How do I whitelist Astronomer Cloud on AWS Redshift?

There are two requirements to allow Cloud to execute queries on your Redshift cluster.

Step 1: Make sure your Redshift Cluster is publicly accessible

If you didn’t do this on setup, it’s easy to modify. You can configure this by going into the Redshift section of your AWS Console, choosing the relevant Cluster and clicking “Modify Cluster”.

From there, toggle the “Publicly Accessible” option to “Yes” and click Modify.

Step 2: Whitelist the Cloud IP address
Even though you’ve setup your Redshift to be publicly accessible, you’ll still want to limit where statements can be executed from. With Astronomer, all queries will come from the same IP address:

You can do this for your Redshift Cluster by going to “Security” and, depending on the specifics of your AWS account, click on “Go to the EC2 Console”.

From there, click into the “Inbound” section of the relevant Security Group (which can be confirmed in the Cluster Profile page you were previously on in the “VPC security groups” section.

Open up the Inbound rules by clicking “Edit”, add the Cloud IP address and click Save.

Give your cluster a minute to update and then test access from within any Airflow deployment.

Step 3: Test a query
Because Redshift uses the same drivers as Postgres, you can add a connection to Airflow using the same methods as any other Postgres db. Simple go to your Admin/Connections in the top menu bar and click “Create”.

Pick a recognizable Conn Id (anything that will help you remember) and choose “Postgres” as the Conn Type.
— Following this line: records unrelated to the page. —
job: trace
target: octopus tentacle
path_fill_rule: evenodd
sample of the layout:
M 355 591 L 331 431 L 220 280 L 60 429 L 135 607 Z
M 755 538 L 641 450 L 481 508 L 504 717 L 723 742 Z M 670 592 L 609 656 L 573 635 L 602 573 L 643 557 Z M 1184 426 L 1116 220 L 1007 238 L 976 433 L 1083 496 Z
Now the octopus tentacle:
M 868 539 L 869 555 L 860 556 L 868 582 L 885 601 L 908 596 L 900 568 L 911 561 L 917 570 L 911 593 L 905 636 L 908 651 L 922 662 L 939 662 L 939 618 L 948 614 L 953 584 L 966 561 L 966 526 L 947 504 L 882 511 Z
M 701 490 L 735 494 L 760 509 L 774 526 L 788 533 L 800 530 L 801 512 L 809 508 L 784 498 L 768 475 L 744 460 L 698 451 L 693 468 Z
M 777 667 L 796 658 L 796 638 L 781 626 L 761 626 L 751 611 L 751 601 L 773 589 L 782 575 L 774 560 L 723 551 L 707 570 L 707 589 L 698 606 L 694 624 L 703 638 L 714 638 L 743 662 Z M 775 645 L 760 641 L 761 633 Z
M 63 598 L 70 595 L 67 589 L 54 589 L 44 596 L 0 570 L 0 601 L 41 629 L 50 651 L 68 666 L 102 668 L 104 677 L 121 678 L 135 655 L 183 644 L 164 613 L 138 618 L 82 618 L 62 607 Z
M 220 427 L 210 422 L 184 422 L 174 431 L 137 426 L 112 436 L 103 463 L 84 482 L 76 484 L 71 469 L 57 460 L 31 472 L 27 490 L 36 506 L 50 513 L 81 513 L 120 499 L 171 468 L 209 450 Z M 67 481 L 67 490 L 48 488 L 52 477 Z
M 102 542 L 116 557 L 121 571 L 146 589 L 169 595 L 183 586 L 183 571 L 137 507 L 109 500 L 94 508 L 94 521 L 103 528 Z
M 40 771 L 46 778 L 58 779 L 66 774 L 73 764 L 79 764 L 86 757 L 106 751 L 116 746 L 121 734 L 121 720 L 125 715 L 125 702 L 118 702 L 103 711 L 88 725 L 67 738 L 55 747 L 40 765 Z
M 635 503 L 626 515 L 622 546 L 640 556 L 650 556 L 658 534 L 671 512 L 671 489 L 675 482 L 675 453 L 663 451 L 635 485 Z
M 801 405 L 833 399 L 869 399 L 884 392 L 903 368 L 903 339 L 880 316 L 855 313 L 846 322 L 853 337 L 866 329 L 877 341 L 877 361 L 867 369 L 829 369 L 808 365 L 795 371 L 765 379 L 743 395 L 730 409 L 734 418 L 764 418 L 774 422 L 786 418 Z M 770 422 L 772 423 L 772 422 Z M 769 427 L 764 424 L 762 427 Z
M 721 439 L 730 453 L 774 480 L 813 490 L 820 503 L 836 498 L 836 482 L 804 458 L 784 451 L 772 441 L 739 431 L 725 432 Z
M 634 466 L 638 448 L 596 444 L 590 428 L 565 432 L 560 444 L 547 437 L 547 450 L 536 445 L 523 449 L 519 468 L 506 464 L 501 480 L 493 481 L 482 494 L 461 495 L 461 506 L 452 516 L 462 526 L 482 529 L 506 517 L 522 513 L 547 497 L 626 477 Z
Add in the endpoint that was generated for you when you created the cluster as the Host.

The schema will be the value of “Database Name” in “Cluster Database Properties” section of your Redshift cluster configuration.

Add in the username and password for whatever user you want to execute the queries and set the port to 5439 (rather than 5432 as in a normal Postgres db).

After saving your connection, go to Data Profiling/Ad Hoc Query from the top menu bar and choose the Redshift connection you just created. Run a simple query to make sure it’s all running properly. If it is, you’re done!